Here is a wav file of the static from my mic, you might be able to make out a loud cough (That was basically at the top of my voice):
http://h1.ripway.com/Unconscious/noise.wav 



Here is how someone else resolved the issue, but I don't quite understand what he did:



> Hi
> 
> Have felt your frustration on this problem.
> I found the issue with mine was that my mb used HD audio as the default setting for front panel type, meaning the microphone was really quiet and the port setting options made no sense. Changing the bios setting to AC97 fixed it, but i had to reinstall the audio driver for this setting.

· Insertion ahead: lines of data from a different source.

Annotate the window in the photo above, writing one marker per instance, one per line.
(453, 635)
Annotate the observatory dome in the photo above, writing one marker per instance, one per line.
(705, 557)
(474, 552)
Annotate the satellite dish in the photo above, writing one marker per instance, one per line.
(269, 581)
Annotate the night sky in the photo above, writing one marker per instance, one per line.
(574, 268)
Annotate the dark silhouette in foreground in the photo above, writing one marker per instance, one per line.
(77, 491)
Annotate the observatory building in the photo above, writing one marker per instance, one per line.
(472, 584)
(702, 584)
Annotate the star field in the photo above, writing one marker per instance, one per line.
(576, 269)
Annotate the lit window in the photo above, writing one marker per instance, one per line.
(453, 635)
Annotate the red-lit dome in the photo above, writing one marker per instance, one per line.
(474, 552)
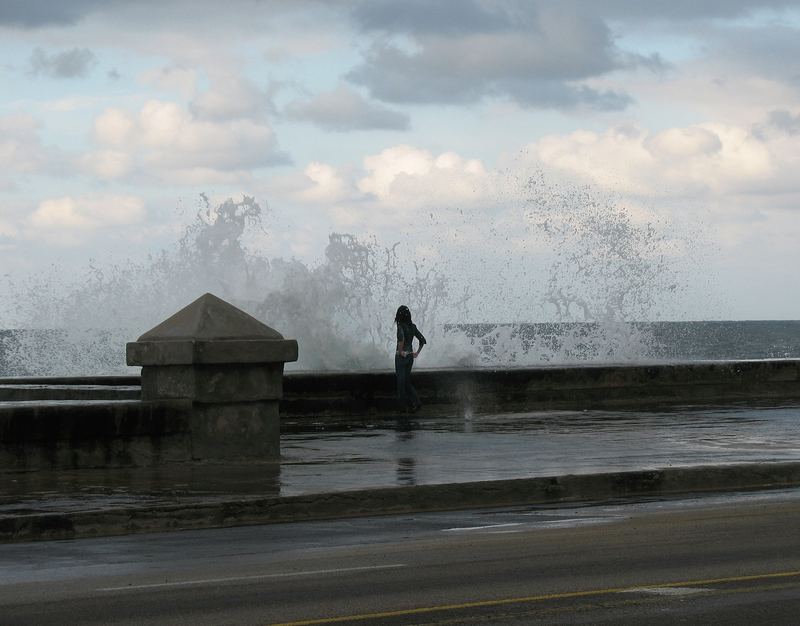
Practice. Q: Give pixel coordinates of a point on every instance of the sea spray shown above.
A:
(587, 270)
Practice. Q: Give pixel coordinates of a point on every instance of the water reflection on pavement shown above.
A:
(420, 450)
(440, 450)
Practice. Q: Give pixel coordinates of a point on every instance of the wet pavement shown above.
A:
(419, 451)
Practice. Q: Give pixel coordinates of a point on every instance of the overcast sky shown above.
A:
(368, 117)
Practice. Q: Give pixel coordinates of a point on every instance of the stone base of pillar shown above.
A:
(229, 367)
(235, 431)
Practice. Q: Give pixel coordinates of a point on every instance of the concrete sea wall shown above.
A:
(98, 422)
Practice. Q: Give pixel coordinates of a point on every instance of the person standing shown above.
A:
(404, 358)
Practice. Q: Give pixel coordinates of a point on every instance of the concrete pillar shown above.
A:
(229, 366)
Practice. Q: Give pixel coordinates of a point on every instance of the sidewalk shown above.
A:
(421, 464)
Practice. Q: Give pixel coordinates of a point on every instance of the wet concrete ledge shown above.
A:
(243, 511)
(481, 390)
(485, 390)
(93, 422)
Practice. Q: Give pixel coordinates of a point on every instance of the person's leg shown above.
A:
(401, 374)
(411, 393)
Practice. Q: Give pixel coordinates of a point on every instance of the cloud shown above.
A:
(176, 78)
(695, 160)
(21, 149)
(167, 142)
(230, 98)
(86, 213)
(344, 109)
(535, 55)
(35, 13)
(73, 63)
(785, 121)
(402, 178)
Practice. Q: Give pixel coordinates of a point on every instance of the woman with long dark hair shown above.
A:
(404, 358)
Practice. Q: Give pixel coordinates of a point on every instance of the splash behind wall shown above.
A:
(556, 255)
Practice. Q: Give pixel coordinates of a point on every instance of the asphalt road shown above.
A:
(731, 560)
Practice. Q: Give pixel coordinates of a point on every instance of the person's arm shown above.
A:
(400, 341)
(421, 338)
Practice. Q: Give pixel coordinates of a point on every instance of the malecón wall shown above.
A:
(98, 422)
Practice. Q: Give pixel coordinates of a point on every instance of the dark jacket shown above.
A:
(406, 333)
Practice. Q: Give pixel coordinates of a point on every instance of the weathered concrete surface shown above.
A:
(92, 434)
(228, 366)
(484, 390)
(327, 397)
(11, 392)
(254, 510)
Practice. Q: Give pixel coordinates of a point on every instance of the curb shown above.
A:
(398, 500)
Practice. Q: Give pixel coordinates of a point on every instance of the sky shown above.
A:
(393, 120)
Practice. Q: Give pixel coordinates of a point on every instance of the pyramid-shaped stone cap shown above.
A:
(210, 331)
(210, 318)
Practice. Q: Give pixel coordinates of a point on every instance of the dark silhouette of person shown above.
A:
(404, 358)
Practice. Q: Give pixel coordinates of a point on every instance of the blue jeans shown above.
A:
(406, 393)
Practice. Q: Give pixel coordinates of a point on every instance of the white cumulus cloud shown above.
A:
(167, 142)
(89, 212)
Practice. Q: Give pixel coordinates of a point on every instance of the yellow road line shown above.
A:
(538, 598)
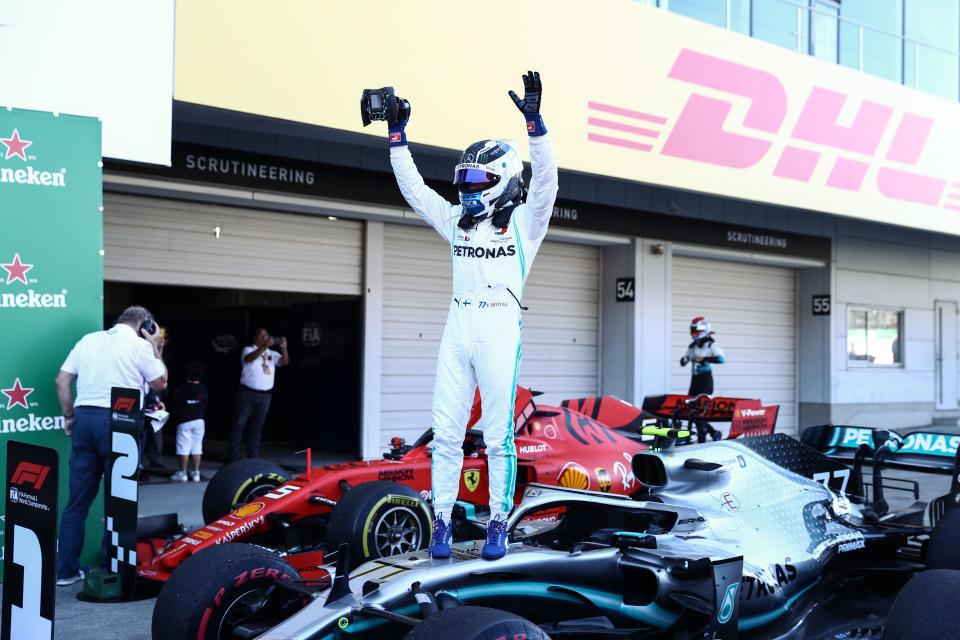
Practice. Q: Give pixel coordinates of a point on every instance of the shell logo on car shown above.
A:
(248, 510)
(603, 477)
(574, 476)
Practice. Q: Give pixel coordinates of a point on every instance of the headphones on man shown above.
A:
(149, 326)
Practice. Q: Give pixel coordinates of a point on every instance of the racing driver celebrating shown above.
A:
(494, 234)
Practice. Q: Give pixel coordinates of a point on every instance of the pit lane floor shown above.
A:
(77, 620)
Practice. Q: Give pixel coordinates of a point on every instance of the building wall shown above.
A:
(872, 263)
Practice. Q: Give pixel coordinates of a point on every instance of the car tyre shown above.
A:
(379, 519)
(475, 623)
(238, 483)
(926, 607)
(943, 552)
(210, 589)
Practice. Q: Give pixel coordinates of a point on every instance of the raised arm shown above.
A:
(428, 204)
(544, 183)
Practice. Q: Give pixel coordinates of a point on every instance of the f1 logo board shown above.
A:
(30, 548)
(120, 490)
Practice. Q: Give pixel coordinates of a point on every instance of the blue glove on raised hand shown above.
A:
(530, 105)
(398, 115)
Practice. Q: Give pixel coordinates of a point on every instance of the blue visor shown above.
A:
(474, 179)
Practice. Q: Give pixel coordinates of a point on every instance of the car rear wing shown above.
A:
(923, 451)
(926, 451)
(747, 417)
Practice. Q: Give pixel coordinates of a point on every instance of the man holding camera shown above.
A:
(125, 356)
(259, 367)
(494, 234)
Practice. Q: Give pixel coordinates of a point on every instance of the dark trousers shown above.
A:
(252, 408)
(701, 383)
(151, 444)
(89, 460)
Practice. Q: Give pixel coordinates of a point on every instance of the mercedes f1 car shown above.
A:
(380, 507)
(765, 537)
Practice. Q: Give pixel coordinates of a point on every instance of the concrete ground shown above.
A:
(77, 620)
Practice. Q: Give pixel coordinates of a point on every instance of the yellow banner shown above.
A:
(629, 91)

Anyone got any suggestions? It's a common problem, apparently.


----------



## Pauldo (Jun 22, 2008)

Are you plugging your mic into the front panel?

If so try plugging it into the back panel and see if you get the same result.

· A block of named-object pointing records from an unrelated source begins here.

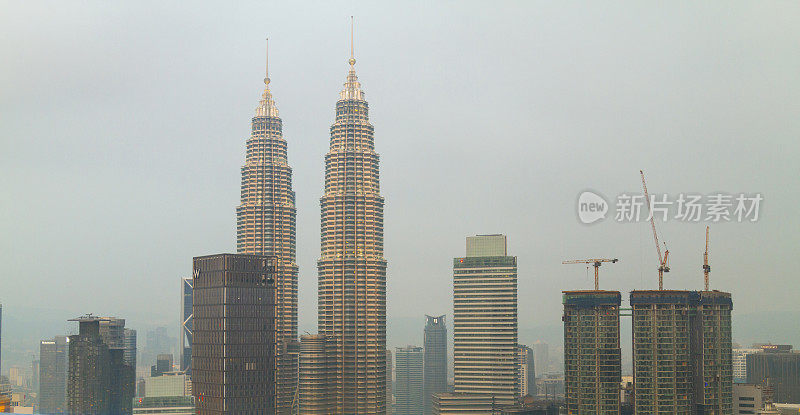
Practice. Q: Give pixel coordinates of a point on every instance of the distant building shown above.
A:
(778, 365)
(163, 365)
(389, 383)
(747, 399)
(129, 343)
(53, 362)
(100, 382)
(408, 388)
(740, 364)
(527, 374)
(186, 325)
(435, 360)
(315, 396)
(485, 320)
(233, 348)
(592, 359)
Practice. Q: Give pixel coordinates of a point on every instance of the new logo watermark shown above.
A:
(685, 207)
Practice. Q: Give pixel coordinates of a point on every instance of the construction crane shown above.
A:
(662, 260)
(596, 262)
(706, 267)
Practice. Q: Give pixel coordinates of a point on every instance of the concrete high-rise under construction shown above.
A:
(682, 352)
(266, 222)
(592, 358)
(352, 268)
(485, 320)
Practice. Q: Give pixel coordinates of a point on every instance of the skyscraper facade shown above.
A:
(233, 352)
(186, 324)
(53, 360)
(389, 383)
(315, 395)
(266, 222)
(778, 368)
(712, 354)
(352, 268)
(662, 362)
(99, 381)
(408, 388)
(435, 349)
(592, 356)
(485, 319)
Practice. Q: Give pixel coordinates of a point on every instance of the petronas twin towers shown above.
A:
(351, 270)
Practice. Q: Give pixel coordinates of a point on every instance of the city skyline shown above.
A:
(636, 271)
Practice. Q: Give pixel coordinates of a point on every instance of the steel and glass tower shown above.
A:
(352, 269)
(266, 220)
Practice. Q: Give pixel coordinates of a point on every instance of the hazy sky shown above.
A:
(123, 128)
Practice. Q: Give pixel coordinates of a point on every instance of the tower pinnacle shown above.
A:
(266, 107)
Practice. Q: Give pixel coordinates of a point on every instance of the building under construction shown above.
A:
(592, 352)
(682, 352)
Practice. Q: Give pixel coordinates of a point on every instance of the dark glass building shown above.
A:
(435, 349)
(186, 325)
(592, 359)
(99, 382)
(234, 342)
(53, 359)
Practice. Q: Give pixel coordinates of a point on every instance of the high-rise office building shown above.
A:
(778, 368)
(266, 222)
(352, 268)
(233, 349)
(541, 357)
(740, 364)
(527, 372)
(99, 381)
(435, 349)
(315, 395)
(485, 319)
(408, 388)
(186, 325)
(682, 353)
(53, 360)
(389, 383)
(592, 359)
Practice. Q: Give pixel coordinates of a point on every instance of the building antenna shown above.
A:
(266, 80)
(352, 53)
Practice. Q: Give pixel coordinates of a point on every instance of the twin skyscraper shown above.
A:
(350, 374)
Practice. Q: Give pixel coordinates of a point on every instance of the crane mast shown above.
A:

The solution that you quoted is dealing with BIOS settings. If you go into your BIOS and look under Peripherals (mine is under Advanced>>Onboard devices) there should be a setting for FrontPanel Output.

Also, I couldn't tell if you had Realtek or not but there is an option to boost the mic. Won't help with static but if you can get the static to go away and it is still quite, maybe look there.

Pauldo


----------



## Walter Odim (Jun 29, 2008)

Pauldo said:


> Are you plugging your mic into the front panel?
> 
> If so try plugging it into the back panel and see if you get the same result.
> 
> ...


I'm not sure what you mean by front panel - I have a mic socket on the top of my computer case, and one on the back - I have the issue with both sockets, and it is currently plugged in at the back.


----------



## Pauldo (Jun 22, 2008)

It would help if I could read. Completely overlooked the fact that you had soundmax in your title.

The mic input on top of your computer would be considered the front panel.

You could try looking in your soundmax audio software and make sure that you have stereo mix checked for record. Also, I think that there is a front panel microphone checkbox that needs to be unchecked if you have your mic plugged into the back. Soundmax also has a mic boost option but I am not sure were that is.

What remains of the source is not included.